Is the Exuberance Irrational or Rational?

By Kenneth P. Riggs, Jr., Chairman & President, Real Estate Research Corp.: Typically, headlines such as these—“U.S. Economy Contracts in 4th Quarter,” “Eurozone Economy Dives,” and “Japan GDP Shrinks for 3rd Straight Quarter”—would cause the stock market to tumble.

By Kenneth P. Riggs, Jr., Chairman & President, Real Estate Research Corp.

Typically, headlines such as these—“U.S. Economy Contracts in 4th Quarter,” “Eurozone Economy Dives,” and “Japan GDP Shrinks for 3rd Straight Quarter”—would cause the stock market to tumble. Instead, the DJIA Index has been tiptoeing around 14,000 for the past week or two, the S&P 500 Index has increased 6.5 percent so far in 2013, and huge M&As (like the merger between American Airlines and US Airways, and Berkshire Hathaway’s and 3G Capital’s purchase of Heinz) are causing even the most cautious investors to consider returning to the stock market fold.

The exuberance in the market may not be completely irrational, as former Federal Reserve Board Chairman Alan Greenspan defined it more than 15 years ago, but it is not entirely warranted based on the fundamentals either, and the asset inflation ascribed to the third quarter is something to watch out for as these mega-mergers continue. According to Dealogic, the total value of M&As so far in 2013 is already approximately $160 billion, and according to The Wall Street Journal, such activity is expected to continue, particularly in the energy, real estate, and financial services markets, given the alignment of the debt and equity markets where cheap credit is available to buyers and acceptable prices are available to sellers.

With the shift that in the broad equity markets over the past 12 months, there is evidence that we have turned the page on the credit crisis. Commercial real estate is connected to the capital markets, and although we have not seen the level of sales in commercial real estate catch up to the pre-credit crisis, we are seeing significant increases in the volume of transactions, and prices in top-tier markets equal or exceed those before 2007. We have been able to measure the this alignment of investment sentiment by reviewing RERC’s buy, sell, and hold recommendations for commercial real estate since the recovery began, as shown in the accompanying graph from the winter 2013 issue of the RERC Real Estate Report, A New Archetype.

This sentiment is not surprising to anyone who has been watching commercial real estate volume increase, particularly at the end of 2012, as buyers and sellers rushed to get transactions completed before the tax laws changed at the beginning of 2013. The result was $98 billion in total sales in fourth quarter 2012, according to Real Capital Analytics. On an annual basis, commercial real estate sales volume was $283.2 billion in 2012, a 24-percent increase over 2011 volume, and which given the nature of commercial real estate as an investment, was very rational.

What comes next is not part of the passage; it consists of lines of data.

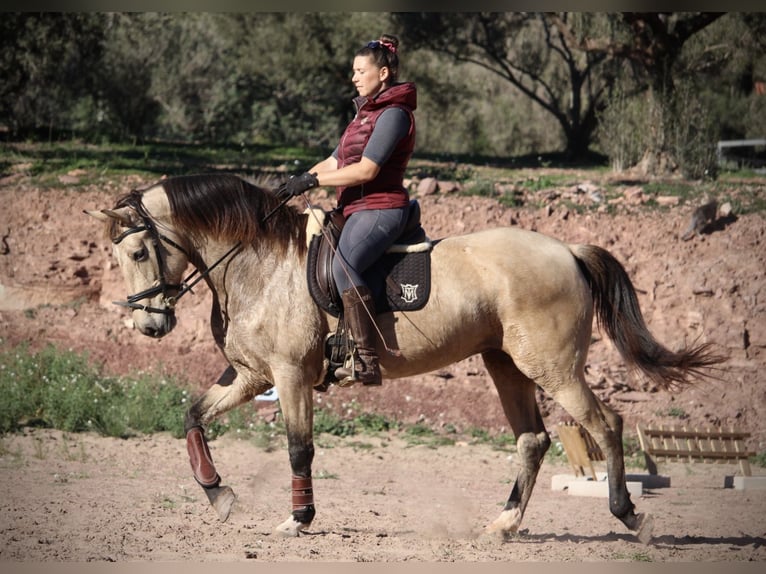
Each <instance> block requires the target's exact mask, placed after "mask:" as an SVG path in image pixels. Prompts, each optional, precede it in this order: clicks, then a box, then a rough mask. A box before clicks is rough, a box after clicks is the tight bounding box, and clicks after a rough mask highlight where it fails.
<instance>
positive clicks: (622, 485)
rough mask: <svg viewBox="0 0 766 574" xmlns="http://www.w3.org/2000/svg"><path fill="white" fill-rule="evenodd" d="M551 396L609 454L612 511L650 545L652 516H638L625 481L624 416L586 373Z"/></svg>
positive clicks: (639, 514) (609, 470)
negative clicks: (609, 402)
mask: <svg viewBox="0 0 766 574" xmlns="http://www.w3.org/2000/svg"><path fill="white" fill-rule="evenodd" d="M551 394H552V396H553V398H554V399H555V400H556V401H557V402H558V403H559V404H560V405H561V406H562V407H563V408H564V410H566V411H567V412H568V413H569V414H570V415H571V416H572V417H573V418H574V419H575V420H576V421H577V422H578V423H580V424H581V425H582V426H583V428H585V430H587V431H588V432H589V433H590V434H591V436H592V437H593V439H594V440H595V441H596V442H597V443H598V445H599V446H600V447H601V450H602V451H603V452H604V453H605V455H606V471H607V476H608V481H609V510H610V511H611V513H612V514H613V515H614V516H616V517H617V518H619V519H620V520H621V521H622V522H623V524H625V526H627V527H628V528H629V529H630V530H633V531H635V532H636V536H638V539H639V540H640V541H641V542H643V543H647V542H649V540H651V536H652V532H651V531H652V519H651V517H650V516H649V515H645V514H636V512H635V506H634V505H633V502H632V501H631V500H630V493H629V492H628V486H627V483H626V482H625V459H624V455H623V448H622V417H621V416H620V415H619V414H618V413H616V412H615V411H614V410H612V409H611V408H609V407H608V406H607V405H605V404H604V403H603V402H601V401H600V400H599V399H598V397H596V395H594V394H593V391H591V389H590V387H588V385H587V383H586V382H585V377H584V374H582V373H580V374H579V376H577V377H573V378H572V380H571V382H569V383H567V384H562V385H556V386H555V388H554V389H553V390H552V391H551Z"/></svg>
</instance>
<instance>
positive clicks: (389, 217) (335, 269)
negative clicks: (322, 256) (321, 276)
mask: <svg viewBox="0 0 766 574" xmlns="http://www.w3.org/2000/svg"><path fill="white" fill-rule="evenodd" d="M408 214H409V206H405V207H399V208H394V209H370V210H362V211H356V212H354V213H352V214H351V215H350V216H349V217H348V219H347V220H346V223H345V225H344V226H343V231H342V232H341V234H340V239H339V241H338V247H337V251H336V253H335V258H334V260H333V265H332V274H333V278H334V279H335V283H336V285H337V287H338V292H339V293H343V292H344V291H345V290H347V289H350V288H351V287H353V286H356V287H359V286H362V285H365V282H364V279H363V278H362V275H363V274H364V272H365V271H366V270H367V269H369V267H370V266H371V265H372V264H373V263H375V261H377V260H378V259H379V258H380V257H381V256H382V255H383V254H384V253H385V252H386V250H387V249H388V248H389V247H391V245H392V244H393V243H394V241H396V239H397V238H398V237H399V236H400V235H401V233H402V231H403V230H404V226H405V225H406V224H407V216H408Z"/></svg>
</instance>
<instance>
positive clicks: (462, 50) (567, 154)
mask: <svg viewBox="0 0 766 574" xmlns="http://www.w3.org/2000/svg"><path fill="white" fill-rule="evenodd" d="M393 17H394V19H395V21H396V22H397V25H398V26H399V29H401V30H402V35H403V37H405V38H407V41H408V43H410V44H411V45H413V46H414V47H416V48H425V49H428V50H433V51H435V52H439V53H441V54H446V55H449V56H450V57H451V58H453V59H454V60H455V61H457V62H469V63H472V64H476V65H478V66H481V67H483V68H485V69H487V70H489V71H491V72H493V73H494V74H497V75H498V76H499V77H502V78H503V79H504V80H507V81H508V82H509V83H510V84H511V85H512V86H514V87H515V88H516V89H517V90H519V91H520V92H521V93H522V94H524V95H525V96H527V97H529V98H531V99H532V100H533V101H534V102H535V103H537V104H538V105H539V106H541V107H542V108H543V109H544V110H546V111H547V112H548V113H549V114H551V115H552V116H553V117H554V118H555V119H556V121H557V122H558V124H559V126H560V127H561V129H562V131H563V133H564V137H565V141H566V150H565V151H566V154H567V156H569V157H571V158H584V157H586V156H587V155H588V148H589V145H590V142H591V139H592V136H593V132H594V130H595V128H596V124H597V122H596V115H597V112H598V110H599V109H600V108H601V107H602V106H603V98H604V94H605V90H606V89H607V88H608V87H609V86H610V85H611V83H612V82H613V80H614V71H612V70H611V69H610V59H609V54H608V53H606V52H603V51H602V52H598V51H586V50H581V49H577V48H578V46H579V44H580V40H579V39H578V34H579V35H582V36H583V37H587V34H590V33H593V32H594V31H596V30H598V31H601V30H608V28H609V26H610V18H609V17H608V16H607V15H603V14H574V13H562V14H543V13H459V14H458V13H428V12H419V13H395V14H394V16H393ZM573 44H574V45H573Z"/></svg>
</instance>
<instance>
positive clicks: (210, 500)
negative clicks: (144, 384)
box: [184, 367, 244, 522]
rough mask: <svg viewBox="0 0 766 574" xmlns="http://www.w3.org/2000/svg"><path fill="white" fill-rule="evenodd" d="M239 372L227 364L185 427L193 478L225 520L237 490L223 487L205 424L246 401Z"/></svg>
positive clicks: (195, 405)
mask: <svg viewBox="0 0 766 574" xmlns="http://www.w3.org/2000/svg"><path fill="white" fill-rule="evenodd" d="M236 377H237V373H236V371H235V370H234V368H233V367H228V368H227V369H226V370H225V371H224V372H223V374H222V375H221V376H220V377H219V379H218V381H217V382H216V384H215V385H213V387H211V388H210V389H209V390H208V391H207V392H206V393H205V394H204V395H203V396H202V397H201V398H200V399H199V400H198V401H197V402H196V403H194V405H192V407H191V408H190V409H189V410H188V411H187V413H186V420H185V423H184V430H185V431H186V449H187V451H188V453H189V462H190V463H191V467H192V473H193V475H194V480H196V481H197V483H199V485H200V486H201V487H202V488H203V489H204V491H205V494H206V495H207V497H208V500H209V501H210V504H212V505H213V508H215V510H216V512H217V513H218V517H219V518H220V520H221V521H222V522H225V521H226V519H227V518H229V513H230V512H231V507H232V505H233V504H234V500H235V498H236V497H235V495H234V491H233V490H232V489H231V488H230V487H228V486H221V477H220V475H219V474H218V471H217V470H216V468H215V464H214V463H213V457H212V456H211V454H210V449H209V448H208V445H207V439H206V438H205V431H204V428H203V425H204V424H207V423H208V422H210V421H211V420H212V419H213V418H215V416H216V415H217V414H220V413H221V412H224V411H226V410H228V409H230V408H232V407H234V406H237V405H238V404H241V403H242V402H243V400H244V399H243V398H242V397H241V396H238V393H236V392H232V391H233V390H234V389H235V385H234V384H233V383H234V380H235V379H236Z"/></svg>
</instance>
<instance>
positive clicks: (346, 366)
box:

However, we are also seeing downward pressure on commercial real estate returns, with RERC’s required pre-tax rates declining 10 to 40 basis points for the office, industrial, retail, apartment, and hotel sectors, as reported in the winter 2013 RERC Real Estate Report. The yield on 10-year Treasuries also declined, ending the year at 1.8 percent, and the spread between RERC’s required pre-tax yield rates and 10-year treasuries was 680 basis points, down from 720 basis points in the previous quarter.

As the U.S. turns the page on its credit crisis and the rest of the world wrestles with various political and financial issues, the broad equity markets are making some big bets that the time is now and not in 12 months, and major institutional investors, Wall Street firms like Blackstone, and wealthy individuals and families have been quietly making similar bets with commercial real estate.

It is time to move forward and place your investment bets, and in the final analysis, commercial real estate is offering an attractive total return and high risk-adjusted return. Beyond the return metrics, commercial real estate provides a tangible asset with a straightforward accounting perspective, with 75 percent of its total return provided through annual income. That is not too shabby in this post-credit crisis environment, and we view its exuberance totally rational, particularly as we keep an eye out on the horizon for the big boogie man that impacts all investments—a spike in interest rates.